The response to the Ebola crisis was “the biggest logistics operation in Unicef’s history with 5,000 metric tonnes of supplies delivered in the past six months,” Salama said.
Another major problem area in Africa is Nigeria where attacks by the Boko Haram group have intensified, displacing more than one million people in the northeast.
Human Rights Watch said in October that more than 500 women and girls have been abducted since the Boko Haram insurgency began in 2009, although other estimates put the figure much higher.
“I don’t see the Boko Haram menace ending in the near future and what is very worrying for us is that the kidnapping of children, especially girls, is spilling over from Nigeria to neighbouring countries,” Khan said. “We could be faced with a huge humanitarian sub-regional crisis.”

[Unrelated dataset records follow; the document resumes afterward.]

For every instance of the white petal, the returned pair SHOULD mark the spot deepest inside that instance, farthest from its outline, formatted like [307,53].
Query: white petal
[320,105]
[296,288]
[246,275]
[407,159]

Unicef is also seeking $32.5 million for Ukraine, where about 5.2 million people are living in war zones, over 600,000 people have been internally displaced and some 1.7 million children have been affected by the conflict.
The appeal also targets donations for hugely underfunded crises which have fallen off the radar such as Afghanistan (35 percent funded in 2014) and Palestine (23 percent funded last year).
“Afghanistan cannot afford to be forgotten just because it is no longer in the headlines,” Khan said. “Severe malnutrition affects more than 30 percent of children and we cannot forget that.”